Circulation. 2015 Nov 23. pii: CIRCULATIONAHA.115.011241. [Epub ahead of print]
Select item 26596791
Comment from Dr. Mehul Patel (MSU, MI) section editor of Congenital Heart Journal Watch: In this landmark study, the authors retrospectively evaluated the incidence, cumulative risk, and predictors of stroke in 29,638 Quebec patients with adult congenital heart disease. While there is an overall decline in stroke incidence and mortality in the general population over the past decades due to major improvement in population health in both genders and all race and age groups, the risk in the ACHD population remains high.

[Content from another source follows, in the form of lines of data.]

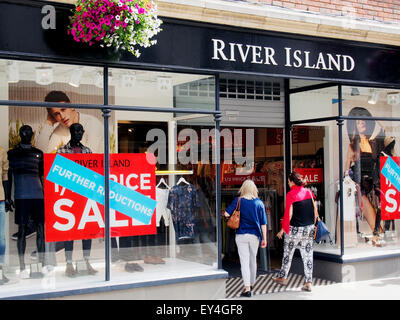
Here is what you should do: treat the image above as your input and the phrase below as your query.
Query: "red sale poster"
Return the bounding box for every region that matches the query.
[380,157,400,220]
[294,168,324,184]
[44,153,156,242]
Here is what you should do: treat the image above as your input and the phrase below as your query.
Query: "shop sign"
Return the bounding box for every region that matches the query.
[0,1,400,85]
[222,173,267,185]
[295,168,324,184]
[380,157,400,220]
[44,154,156,242]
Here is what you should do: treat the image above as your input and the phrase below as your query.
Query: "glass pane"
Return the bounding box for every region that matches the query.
[221,127,284,271]
[110,69,217,282]
[290,81,338,121]
[0,60,106,296]
[292,121,340,254]
[343,88,400,255]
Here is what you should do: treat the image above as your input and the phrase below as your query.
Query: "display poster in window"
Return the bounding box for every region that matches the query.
[380,157,400,220]
[44,153,156,242]
[9,80,117,153]
[295,168,324,184]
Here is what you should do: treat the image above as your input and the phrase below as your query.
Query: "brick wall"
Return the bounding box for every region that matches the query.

The cumulative risk of ischemic stroke estimated up to age 64 years was 6.1%. Compared with rates reported for the general Quebec population, age-sex standardized incidence rates of ischemic stroke were 9 to 12 times higher below age 55 years and 2 to 4 times higher in the age group 55 to 64 years; hemorrhagic stroke rates were 5 to 6 times (age <55 years) and 2 to 3 times higher. The strongest predictors of ischemic stroke were heart failure, followed by diabetes mellitus and recent myocardial infarction.
Take home points:
- Among patients with adult congenital heart disease, 1 in 11 men and 1 in 15 women experienced a stroke between ages 18 and 64 years.
- Stroke incidence was considerably higher than in the general population, especially at a younger age.
- The most important predictors of ischemic stroke were heart failure, diabetes mellitus, and recent myocardial infarction. Additional research is required to see whether advances in the management of adult congenital heart disease may reduce this substantial stroke rate.